Numa carta enviada à TSF na noite de sexta-feira, o antigo primeiro-ministro aborda a questão das escutas a Belém, cuja responsabilidade o ex-Presidente Cavaco Silva atribui ao Partido Socialista, no livro "Quintas-feiras e outros dias".
"O que se passou foi, tão simplesmente, isto: pela primeira vez na história democrática do país ficou provado que um Presidente concebeu e executou uma conjura baseada numa história falsa, de forma a deitar abaixo um Governo legítimo em funções", afirma José Sócrates.
No livro, apresentado na quinta-feira, Cavaco Silva escreve, sobre as acusações de que o gabinete de José Sócrates teria feito escutas ao Palácio de Belém, que se tratou de uma "intriga política insidiosa, criada e alimentada por sectores do PS com a participação activa de alguns órgãos de comunicação" para o envolverem na campanha das legislativas de 2009.
"Por mais desprezo que sinta – e sinto – por tal estilo e por tal literatura, não posso consentir que tal deturpação da verdade fique sem resposta", escreve Sócrates na resposta pela TSF, pedida também pela agência Lusa.
"Ponho de lado as vulgares opiniões políticas expressas no livro pelo autor, que, aliás, sempre me enfastiaram.

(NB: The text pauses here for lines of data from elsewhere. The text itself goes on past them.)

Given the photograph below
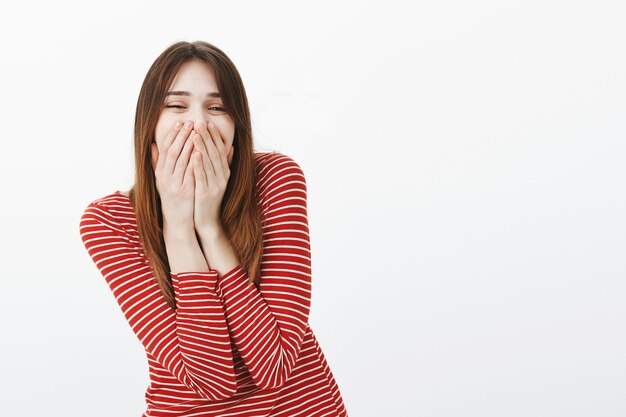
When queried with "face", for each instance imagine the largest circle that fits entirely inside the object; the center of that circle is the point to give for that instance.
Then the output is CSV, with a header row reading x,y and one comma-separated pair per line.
x,y
192,83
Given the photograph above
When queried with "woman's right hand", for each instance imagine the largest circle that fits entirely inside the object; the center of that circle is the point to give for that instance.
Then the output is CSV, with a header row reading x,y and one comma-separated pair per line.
x,y
174,177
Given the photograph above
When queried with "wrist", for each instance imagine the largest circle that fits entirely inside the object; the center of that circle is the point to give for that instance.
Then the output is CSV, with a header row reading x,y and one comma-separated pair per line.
x,y
178,233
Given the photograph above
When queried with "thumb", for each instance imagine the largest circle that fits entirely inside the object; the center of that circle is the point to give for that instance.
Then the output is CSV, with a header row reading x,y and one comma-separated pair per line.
x,y
154,155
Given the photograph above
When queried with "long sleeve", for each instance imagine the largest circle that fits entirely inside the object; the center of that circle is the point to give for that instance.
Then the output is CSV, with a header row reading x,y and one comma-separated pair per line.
x,y
268,324
192,342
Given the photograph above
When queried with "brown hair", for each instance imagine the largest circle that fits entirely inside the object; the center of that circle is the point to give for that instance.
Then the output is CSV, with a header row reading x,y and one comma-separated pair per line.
x,y
240,213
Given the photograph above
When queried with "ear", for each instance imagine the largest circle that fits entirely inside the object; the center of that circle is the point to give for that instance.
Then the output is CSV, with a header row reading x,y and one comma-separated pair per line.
x,y
154,155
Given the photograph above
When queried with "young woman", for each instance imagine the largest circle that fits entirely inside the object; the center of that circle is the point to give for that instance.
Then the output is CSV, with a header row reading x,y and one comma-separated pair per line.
x,y
208,254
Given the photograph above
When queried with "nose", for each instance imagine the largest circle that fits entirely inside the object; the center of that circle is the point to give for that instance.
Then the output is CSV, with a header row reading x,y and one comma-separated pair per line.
x,y
197,115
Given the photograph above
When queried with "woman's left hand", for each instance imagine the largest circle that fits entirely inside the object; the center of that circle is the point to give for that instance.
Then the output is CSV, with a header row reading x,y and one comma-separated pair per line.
x,y
211,169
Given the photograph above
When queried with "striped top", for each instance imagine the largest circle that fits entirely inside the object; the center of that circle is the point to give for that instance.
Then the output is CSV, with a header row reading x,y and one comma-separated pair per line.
x,y
230,349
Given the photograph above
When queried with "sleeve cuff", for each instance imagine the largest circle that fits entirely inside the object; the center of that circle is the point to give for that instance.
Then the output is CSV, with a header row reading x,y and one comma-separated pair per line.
x,y
186,280
234,277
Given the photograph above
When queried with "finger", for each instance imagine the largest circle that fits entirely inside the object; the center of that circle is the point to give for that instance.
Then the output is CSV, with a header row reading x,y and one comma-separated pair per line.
x,y
189,177
171,134
230,155
205,139
219,144
182,161
212,152
198,171
173,151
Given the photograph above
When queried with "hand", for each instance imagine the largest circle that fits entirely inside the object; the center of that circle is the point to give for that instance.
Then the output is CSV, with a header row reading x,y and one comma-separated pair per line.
x,y
211,173
174,176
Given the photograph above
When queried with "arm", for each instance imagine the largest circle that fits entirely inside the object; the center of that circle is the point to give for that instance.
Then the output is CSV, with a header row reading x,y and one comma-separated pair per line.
x,y
267,324
191,342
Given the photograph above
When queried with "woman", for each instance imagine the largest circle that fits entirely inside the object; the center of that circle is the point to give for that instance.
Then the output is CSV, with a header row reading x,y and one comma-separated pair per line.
x,y
208,254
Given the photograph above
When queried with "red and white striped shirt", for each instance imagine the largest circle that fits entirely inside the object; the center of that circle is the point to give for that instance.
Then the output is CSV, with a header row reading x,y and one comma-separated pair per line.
x,y
229,349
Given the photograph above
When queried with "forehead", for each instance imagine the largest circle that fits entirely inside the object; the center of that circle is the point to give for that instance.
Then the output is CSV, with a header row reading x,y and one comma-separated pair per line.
x,y
194,75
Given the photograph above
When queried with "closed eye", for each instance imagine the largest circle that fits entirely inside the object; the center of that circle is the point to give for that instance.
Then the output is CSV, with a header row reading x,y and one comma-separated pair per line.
x,y
182,107
216,110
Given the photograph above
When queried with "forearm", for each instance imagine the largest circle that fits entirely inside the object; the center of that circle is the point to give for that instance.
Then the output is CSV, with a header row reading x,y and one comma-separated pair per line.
x,y
183,250
218,250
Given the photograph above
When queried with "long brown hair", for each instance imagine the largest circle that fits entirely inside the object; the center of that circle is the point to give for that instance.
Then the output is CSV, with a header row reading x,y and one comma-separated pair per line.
x,y
240,213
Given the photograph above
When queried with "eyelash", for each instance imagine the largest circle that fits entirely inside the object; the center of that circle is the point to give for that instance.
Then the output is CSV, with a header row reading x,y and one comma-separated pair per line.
x,y
180,107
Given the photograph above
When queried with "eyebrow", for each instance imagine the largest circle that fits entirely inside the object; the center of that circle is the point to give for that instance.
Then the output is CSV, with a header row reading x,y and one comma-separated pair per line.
x,y
187,93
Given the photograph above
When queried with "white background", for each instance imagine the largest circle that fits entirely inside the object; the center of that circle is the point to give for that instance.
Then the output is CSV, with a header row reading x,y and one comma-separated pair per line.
x,y
466,192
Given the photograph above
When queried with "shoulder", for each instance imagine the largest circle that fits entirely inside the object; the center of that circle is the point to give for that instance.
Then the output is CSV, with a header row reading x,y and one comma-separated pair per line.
x,y
279,178
273,166
104,211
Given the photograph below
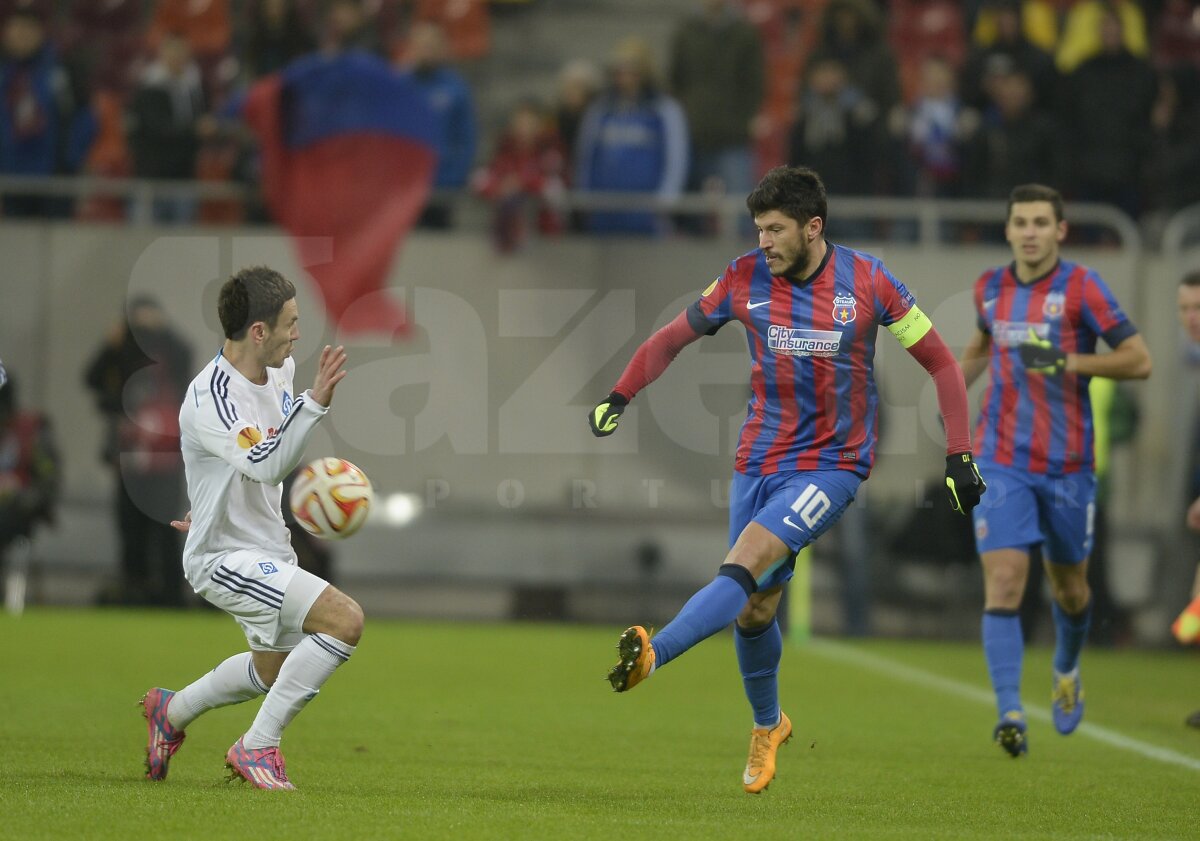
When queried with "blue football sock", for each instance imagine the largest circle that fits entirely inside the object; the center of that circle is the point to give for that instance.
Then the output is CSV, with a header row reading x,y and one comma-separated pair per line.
x,y
708,611
760,650
1071,631
1003,647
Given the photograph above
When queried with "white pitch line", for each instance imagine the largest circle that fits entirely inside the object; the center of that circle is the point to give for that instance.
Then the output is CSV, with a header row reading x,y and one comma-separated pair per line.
x,y
845,653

Ponho igualmente de lado outras conversas, na sua maioria distorcidas e falsas, que não passam de vulgar exercício de mesquinhez disfarçado de relato histórico. Mas não posso pôr de lado, pela sua importância e pelo que tem de paradigmático, o inacreditável relato que faz do chamado ‘episódio das escutas ‘, sem outro propósito que não seja o de distorcer e falsear a verdade histórica", afirma.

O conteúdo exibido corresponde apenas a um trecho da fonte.